The Nuggets are doing it a different way, through a 10-deep rotation that spreads the wealth as much as any team we've seen. Take a look at these scoring averages since the trade was made:
Danilo Gallinari - 15.5
JR Smith - 14.4
Nene - 13.7
Ty Lawson - 13.6
Wilson Chandler - 12.3
Ray Felton - 11.0
Kenyon Martin - 10.7
Aaron Afflalo - 10.7
Al Harrington - 8.0
There hasn't been a team this socialist since Adam Morrison retired to focus on his poetry. The Nuggets are smashing the star-ocracy and sparking a team construct revolution. If you think Paris 1968 was bad, you watch: Denver 2011 will be worse!
Orchid didn't think Paris 1968 was bad at all. In fact, they spent the late 90s-early 00s constructing fast, chaotic, and strangely beautiful songs about philosophers and revolutionaries. On the track "Victory Is Ours" off their EP/10" Dance Tonight! Revolution Tomorrow!, vocalist Jayson Green screams "I was born in 1968/I was born in '68/And I'm born again!/Fresh face for the stenciled walls/Debord is always right here", referencing Guy Debord and the Situationalist International. Greene furthers the motif in "I Am Nieztczhe":
I make the sounds you can't understand
This is my critique!
This is my subversion!
This is my revolution!
I make the sounds that you can't understand
It is hard to understand how a trade that deals one of the top 10 players in the league and a point guard who at one point played in 7 straight conference finals would actually benefit a team. From Charles Barkley being traded for Jeff Hornacek, Andrew Lang, and Tim Perry to Kevin Garnett being traded for Al Jefferson, Ryan Gomes, and birthday cake dunking specialist Gerald Green, these "3 quarters for a dollar" trades tend to leave a team in shambles and perpetual rebuilding mode.
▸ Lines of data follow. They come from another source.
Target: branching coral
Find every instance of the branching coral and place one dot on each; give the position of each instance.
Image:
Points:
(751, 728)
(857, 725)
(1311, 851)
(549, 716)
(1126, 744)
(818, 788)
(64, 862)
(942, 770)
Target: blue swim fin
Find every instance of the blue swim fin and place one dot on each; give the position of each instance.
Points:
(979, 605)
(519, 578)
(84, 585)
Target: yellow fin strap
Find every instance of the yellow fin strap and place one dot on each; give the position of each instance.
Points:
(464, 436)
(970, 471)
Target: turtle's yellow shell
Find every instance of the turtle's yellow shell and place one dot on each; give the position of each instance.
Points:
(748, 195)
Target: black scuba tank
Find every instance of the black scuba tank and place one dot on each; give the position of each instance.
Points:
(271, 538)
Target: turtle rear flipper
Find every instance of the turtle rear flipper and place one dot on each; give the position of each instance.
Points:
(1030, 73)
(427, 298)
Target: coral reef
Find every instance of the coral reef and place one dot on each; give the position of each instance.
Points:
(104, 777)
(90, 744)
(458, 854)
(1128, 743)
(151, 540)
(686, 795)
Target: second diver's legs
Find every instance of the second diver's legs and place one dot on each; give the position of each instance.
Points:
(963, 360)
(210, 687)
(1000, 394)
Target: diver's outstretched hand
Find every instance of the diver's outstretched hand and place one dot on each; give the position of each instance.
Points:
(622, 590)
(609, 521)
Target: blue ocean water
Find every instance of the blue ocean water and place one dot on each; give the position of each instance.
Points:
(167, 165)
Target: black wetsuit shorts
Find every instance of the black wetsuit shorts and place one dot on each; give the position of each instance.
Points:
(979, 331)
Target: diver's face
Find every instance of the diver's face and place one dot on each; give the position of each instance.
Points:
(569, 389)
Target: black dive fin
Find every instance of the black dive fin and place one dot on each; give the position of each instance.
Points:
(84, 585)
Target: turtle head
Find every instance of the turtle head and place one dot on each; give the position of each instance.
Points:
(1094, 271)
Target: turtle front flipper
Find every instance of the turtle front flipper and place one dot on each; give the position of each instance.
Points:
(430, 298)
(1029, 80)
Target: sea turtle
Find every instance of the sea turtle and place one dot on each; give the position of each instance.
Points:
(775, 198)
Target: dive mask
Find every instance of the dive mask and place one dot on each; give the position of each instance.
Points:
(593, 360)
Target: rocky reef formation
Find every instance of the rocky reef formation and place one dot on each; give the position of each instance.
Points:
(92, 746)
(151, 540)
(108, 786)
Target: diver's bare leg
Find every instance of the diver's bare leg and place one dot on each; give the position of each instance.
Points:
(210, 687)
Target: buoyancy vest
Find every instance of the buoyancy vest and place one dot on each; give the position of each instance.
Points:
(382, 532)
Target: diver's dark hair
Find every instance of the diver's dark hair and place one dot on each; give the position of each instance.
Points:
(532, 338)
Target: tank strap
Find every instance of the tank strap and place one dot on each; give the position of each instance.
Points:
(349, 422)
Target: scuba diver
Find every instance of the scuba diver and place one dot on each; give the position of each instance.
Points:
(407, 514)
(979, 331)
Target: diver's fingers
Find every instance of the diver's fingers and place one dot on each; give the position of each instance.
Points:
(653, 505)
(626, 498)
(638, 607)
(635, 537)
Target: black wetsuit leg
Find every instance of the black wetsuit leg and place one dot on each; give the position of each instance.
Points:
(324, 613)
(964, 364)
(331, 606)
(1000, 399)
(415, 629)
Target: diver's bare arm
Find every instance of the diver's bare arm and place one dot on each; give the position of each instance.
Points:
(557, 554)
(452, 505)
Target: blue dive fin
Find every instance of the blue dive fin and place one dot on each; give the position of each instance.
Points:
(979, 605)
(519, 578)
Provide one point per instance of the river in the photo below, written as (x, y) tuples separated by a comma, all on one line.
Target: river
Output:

Denver subverted this trend by making sure the 3 quarters they got were legitimate starters, and holding out for a 4th quarter (Mozgov), who the Knicks barely could afford to part with considering their lack of size. GM Masai Ujiri masterfully used a team that Melo showed no interest in playing with (New Jersey) as a bargaining chip and made sure owner Stan Kroenke was involved in order to bring the Knicks buffoonish owner James Dolan and his trusty sidekick Isiah Thomas into the process. In the end, the team that normally gets burned shifted the paradigm and created a blueprint for future trades of this magnitude.
Orchid's lyrics made bored art school kids take notice, but their real appeal was in the fast drumming and secretly brutal guitar riffs, with songs rarely surpassing 2 minutes. Early splits with Pig Destroyer and Combatwoundedveteran gave them cred from a crowd who would rarely admit to liking anything associated with the "screamo" label. On the other hand, those who were more in touch with their feelings enjoyed the melodies while still being able to spaz out in a more accessible way.
While the Nuggets lack a star in the front court, the size and strength they can feature with the likes of Kenyon Martin, Nene, Chris "Birdman" Andersen and even Timofey Mozgov and Kosta Koufos can create matchup problems for any undersized opposition (any wonder why likely 1st round opponent Oklahoma City made sure to get Kendrick Perkins?). The Nuggets can throw out a secretly brutal lineup of 7 footers and physical power forwards if they feel like it. They can also go super small and fast with Ty Lawson, Ray Felton, JR Smith, and Aaron Afflalo. They are just that fucking deep. And their 22 game run is a critique of top heavy teams like the Miami Heat. This is their subversion! This is their revolution!